Na podstawie tych odpowiedzi ekspert skomentował: „Widać, że dzisiejsi studenci mają wiele wyraźnych atutów, ale aby sprostać wymaganiom zawodu medialnego w erze sztucznej inteligencji, muszą zostać wyposażeni w głębsze umiejętności strategicznego myślenia, analizy danych, pogłębionej kreatywności i umiejętności interpersonalnych w praktycznym środowisku. To również wyzwanie, a jednocześnie szansa dla instytucji szkoleniowych w ogóle, a szkół w szczególności, na dalsze innowacje w programach i metodach nauczania, aby wyposażyć uczniów w bardziej wszechstronny i solidny bagaż wiedzy w obliczu bezprecedensowych zmian w erze cyfrowej”.

Studenci uczestniczący w seminarium
zdjęcie: independent
Zmiana metod nauczania w kierunku zwiększania doświadczenia
Przedstawiciel Uniwersytetu Finansów i Marketingu, jako instytucji szkoleniowej, stwierdził, że innowacyjność programowa to nie tylko nieunikniony trend, ale także odpowiedzialność uczelni w obliczu bezprecedensowych zmian technologicznych. „Chociaż nie kształcimy w branży medialnej w wąskim znaczeniu, z ponad 50-letnią tradycją kształcenia w dziedzinach ekonomicznych – zwłaszcza w marketingu, brandingu i komunikacji zintegrowanej – uczelnia doskonale rozumie nowe wymagania rynku pracy i wie, że współczesne media to już nie tylko historia technologii czy narzędzi, ale połączenie strategicznego myślenia, technologii, danych, kreatywności i głębokiego zrozumienia ludzkich zachowań” – powiedział dr Bao Trung.

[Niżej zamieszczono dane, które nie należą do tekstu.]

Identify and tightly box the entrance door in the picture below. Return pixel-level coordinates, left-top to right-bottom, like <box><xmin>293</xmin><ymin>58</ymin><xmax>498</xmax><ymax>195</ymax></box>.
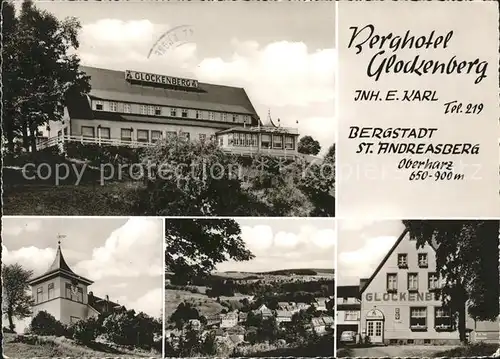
<box><xmin>366</xmin><ymin>320</ymin><xmax>384</xmax><ymax>344</ymax></box>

Oprócz innowacji merytorycznych, zdaniem przedstawiciela Uniwersytetu Finansów i Marketingu, uczelnie muszą zmieniać metody nauczania, dążąc do zwiększania doświadczenia, praktyki, uczenia się poprzez projekty i symulacje sytuacji. Na przykład, przez lata uczelnia promowała kontakty biznesowe poprzez semestry biznesowe, realne projekty medialne, zapraszanie ekspertów do udziału w zajęciach, pomaganie studentom w zmniejszaniu rozbieżności między teorią a praktyką, a jednocześnie kształtowanie profesjonalnych manier – wartości, które firmy wysoko cenią.